Forsothe biyende Jordan, of the sones of Ruben, and of Gad, and of the half part of the lynage of Manasses, sixe scoore thousynde men, araied with armuris of batel.
38 Al deze krijgslieden, die zich in slagorde konden houden, kwamen met een volkomen hart te Hebron, om David koning te maken over gans Israel. En ook was al het overige van Israel een hart, om David tot koning te maken.
Alle these men werriouris and redi to batel camen with perfit herte in to Ebron, to make Dauid kyng on al Israel; but also alle the residue of Israel weren of oon herte, that Dauid schulde be maad king on al Israel.
39 En zij waren daar bij David drie dagen lang, etende en drinkende; want hun broeders hadden voor hen wat toebereid.

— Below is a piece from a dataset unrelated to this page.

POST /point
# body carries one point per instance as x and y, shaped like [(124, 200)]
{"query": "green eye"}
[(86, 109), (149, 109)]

And thei weren ther at Dauid thre daies, and eten and drunken; for her britheren hadden maad redi to hem;
40 En ook de naasten aan hen, tot aan Issaschar, en Zebulon, en Nafthali, brachten brood op ezelen, en op kemelen, en op muildieren, en op runderen, meelspijs, stukken vijgen, en stukken rozijnen, en wijn, en olie, en runderen, en klein vee in menigte; want er was blijdschap in Israel.
but also thei that weren niy hem, til to Isacar and Zabulon and Neptalym, brouyten looues on assis, and camelis, and mulis, and oxis, for to ete; mele, bundelis of pressid figis, dried grapis, wyn, oile, oxis and wetheres, to al plentee; for ioy was in Israel.